Le calcul de l’inflation est donc fortement influencé par la population retraitée. Cela explique pourquoi dans le panier de l’Insee, 9 % est consacré à la santé. C’est énorme à côté de ce que nous pouvons voir dans les études concernant les ménages. Les retraités sont également des gens qui sont moins dépendants de la voiture puisqu’ils ne vont plus travailler. Leurs priorités sur les prix ne seront donc absolument pas les mêmes que celles des travailleurs.

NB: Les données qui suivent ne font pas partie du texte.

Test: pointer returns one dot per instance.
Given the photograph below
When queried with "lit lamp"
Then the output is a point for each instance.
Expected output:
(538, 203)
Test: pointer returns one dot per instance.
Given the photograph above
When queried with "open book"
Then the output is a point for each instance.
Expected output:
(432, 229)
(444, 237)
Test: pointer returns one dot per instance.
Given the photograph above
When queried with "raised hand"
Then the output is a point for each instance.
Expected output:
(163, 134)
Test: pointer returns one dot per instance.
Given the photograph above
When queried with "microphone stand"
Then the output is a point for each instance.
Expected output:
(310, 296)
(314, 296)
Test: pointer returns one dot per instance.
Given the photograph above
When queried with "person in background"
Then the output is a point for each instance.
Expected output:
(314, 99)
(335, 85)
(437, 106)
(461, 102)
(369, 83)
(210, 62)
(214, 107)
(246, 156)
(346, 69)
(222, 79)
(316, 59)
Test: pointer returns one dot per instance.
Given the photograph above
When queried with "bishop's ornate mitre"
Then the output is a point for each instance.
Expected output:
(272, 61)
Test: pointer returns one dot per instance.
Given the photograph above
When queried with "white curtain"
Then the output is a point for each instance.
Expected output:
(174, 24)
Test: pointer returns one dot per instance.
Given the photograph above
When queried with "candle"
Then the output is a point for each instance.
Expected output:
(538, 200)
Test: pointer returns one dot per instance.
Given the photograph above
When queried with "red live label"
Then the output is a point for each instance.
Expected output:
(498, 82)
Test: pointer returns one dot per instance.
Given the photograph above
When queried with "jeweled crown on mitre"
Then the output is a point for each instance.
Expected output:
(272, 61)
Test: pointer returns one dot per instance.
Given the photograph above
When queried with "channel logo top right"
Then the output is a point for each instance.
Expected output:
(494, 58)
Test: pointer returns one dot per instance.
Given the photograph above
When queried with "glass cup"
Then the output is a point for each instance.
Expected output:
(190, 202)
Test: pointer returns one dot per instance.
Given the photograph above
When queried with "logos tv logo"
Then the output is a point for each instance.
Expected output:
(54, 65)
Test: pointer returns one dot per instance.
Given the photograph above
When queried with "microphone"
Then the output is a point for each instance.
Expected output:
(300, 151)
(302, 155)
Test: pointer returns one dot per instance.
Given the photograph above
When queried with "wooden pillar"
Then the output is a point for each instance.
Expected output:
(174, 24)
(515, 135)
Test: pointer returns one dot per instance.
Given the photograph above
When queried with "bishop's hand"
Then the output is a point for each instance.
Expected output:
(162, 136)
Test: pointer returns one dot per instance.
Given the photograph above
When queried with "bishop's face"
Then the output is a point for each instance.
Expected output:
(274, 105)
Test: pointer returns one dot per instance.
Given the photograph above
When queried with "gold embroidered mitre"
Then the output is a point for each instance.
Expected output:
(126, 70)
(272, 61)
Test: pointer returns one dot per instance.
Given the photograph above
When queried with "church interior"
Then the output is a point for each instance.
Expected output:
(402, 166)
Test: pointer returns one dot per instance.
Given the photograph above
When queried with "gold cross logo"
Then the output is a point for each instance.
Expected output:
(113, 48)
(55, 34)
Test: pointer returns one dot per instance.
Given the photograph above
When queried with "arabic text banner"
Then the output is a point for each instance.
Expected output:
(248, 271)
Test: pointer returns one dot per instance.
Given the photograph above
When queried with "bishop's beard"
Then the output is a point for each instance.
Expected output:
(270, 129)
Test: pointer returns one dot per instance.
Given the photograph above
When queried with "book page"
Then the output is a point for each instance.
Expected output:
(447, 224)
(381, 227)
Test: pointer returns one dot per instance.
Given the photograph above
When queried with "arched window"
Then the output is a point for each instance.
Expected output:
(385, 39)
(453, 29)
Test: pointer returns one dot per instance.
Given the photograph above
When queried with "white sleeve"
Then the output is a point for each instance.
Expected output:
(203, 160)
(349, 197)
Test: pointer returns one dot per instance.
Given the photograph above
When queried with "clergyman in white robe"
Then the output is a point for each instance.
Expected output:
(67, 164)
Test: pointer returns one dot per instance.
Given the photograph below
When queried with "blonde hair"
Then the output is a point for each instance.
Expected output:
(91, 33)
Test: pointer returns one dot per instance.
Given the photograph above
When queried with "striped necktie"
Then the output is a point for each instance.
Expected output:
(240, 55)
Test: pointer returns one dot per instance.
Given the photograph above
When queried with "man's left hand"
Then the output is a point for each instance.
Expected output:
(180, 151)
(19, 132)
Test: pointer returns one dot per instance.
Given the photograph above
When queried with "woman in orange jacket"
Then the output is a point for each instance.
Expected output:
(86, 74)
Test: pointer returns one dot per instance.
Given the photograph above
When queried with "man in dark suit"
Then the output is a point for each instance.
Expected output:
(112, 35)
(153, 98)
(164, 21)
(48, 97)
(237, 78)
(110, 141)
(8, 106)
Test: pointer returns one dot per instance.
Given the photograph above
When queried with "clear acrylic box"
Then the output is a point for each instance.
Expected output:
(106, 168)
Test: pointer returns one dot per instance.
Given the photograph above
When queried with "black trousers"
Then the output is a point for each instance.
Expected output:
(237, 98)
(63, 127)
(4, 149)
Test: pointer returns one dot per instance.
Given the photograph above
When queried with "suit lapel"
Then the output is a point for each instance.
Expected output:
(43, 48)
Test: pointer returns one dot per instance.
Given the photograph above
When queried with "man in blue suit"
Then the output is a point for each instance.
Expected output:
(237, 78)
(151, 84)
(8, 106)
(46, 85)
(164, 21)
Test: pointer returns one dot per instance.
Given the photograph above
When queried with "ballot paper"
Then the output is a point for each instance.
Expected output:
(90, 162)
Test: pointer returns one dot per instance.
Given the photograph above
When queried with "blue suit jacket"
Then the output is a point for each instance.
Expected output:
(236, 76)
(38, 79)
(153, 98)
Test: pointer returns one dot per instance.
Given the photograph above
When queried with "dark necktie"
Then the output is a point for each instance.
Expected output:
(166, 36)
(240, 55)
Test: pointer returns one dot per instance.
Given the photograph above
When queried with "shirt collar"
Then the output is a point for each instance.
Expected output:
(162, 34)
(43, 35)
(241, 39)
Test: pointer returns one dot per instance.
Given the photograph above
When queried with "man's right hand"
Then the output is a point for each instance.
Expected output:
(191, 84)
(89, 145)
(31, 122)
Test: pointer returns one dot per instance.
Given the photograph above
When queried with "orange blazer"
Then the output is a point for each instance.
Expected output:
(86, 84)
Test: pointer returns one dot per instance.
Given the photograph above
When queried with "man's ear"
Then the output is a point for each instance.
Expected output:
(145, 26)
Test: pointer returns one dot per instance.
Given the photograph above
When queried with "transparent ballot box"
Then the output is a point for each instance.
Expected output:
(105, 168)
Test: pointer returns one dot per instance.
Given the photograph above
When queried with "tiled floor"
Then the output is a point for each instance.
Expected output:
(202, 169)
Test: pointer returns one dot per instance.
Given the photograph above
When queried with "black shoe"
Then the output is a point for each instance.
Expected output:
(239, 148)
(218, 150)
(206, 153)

Si, en plus, on applique à cette distribution, le taux de votants par tranche d’âge, calculé par l’Insee en 2017, on obtient alors le profil des votants suivants :

Les votants sont vieux. Plus de la moitié des votants a plus de 60 ans. Ajoutons que, parmi eux, ceux qui votent le plus sont les plus aisés. La démocratie française met à sa tête des gens qui plaisent aux retraités aisés. Les retraités aisés sont aussi la cible des médias. Seulement, les retraités aisés n’ont pas les mêmes besoins et les mêmes ressentis en termes d’inflation que les travailleurs. Les politiques et les lois françaises ne suivent donc pas les intérêts des travailleurs, mais les lubies, les priorités, les peurs, les intérêts, des retraités aisés. Cela explique facilement le grand délire paranoïaque que nous avons vécu pendant plus deux ans, sacrifiant notamment les enfants.

En conclusion, l’inflation calculée par l’Insee correspond à un Français moyen qui n’existe pas. Un mix entre un jeune et un vieux, un travailleur et un retraité, un propriétaire et un locataire. Comme tous les indicateurs qui sont des agrégats de plein de choses, il noie complètement l’information. Pour savoir ce qui se passe, il faut aller un peu plus loin dans l’analyse. Plus précisément, les médias et politiques ont tendance à faire croire que l’inflation serait quelque chose qu’ils subissent, sur laquelle ils n’ont pas de maîtrise et sur laquelle ils appliqueraient des « mesures de freinage », ou des « traitements ». Un peu comme un méchant virus qui arriverait d’on ne sait où, et contre lequel on se mettrait en guerre. Depuis 2 ans, j'ai détaillé les impacts des mesures prises pour montrer qu’elles n’avaient fait qu’exacerber les problèmes (qui, au demeurant, sont assez faciles à comprendre quand on s’extrait de la doxa). Dans le cas de l’inflation, c’est exactement la même chose. Les hausses des prix sont la plupart du temps la résultante de politiques mises en place, et les remèdes officiels ne font qu’empirer les choses.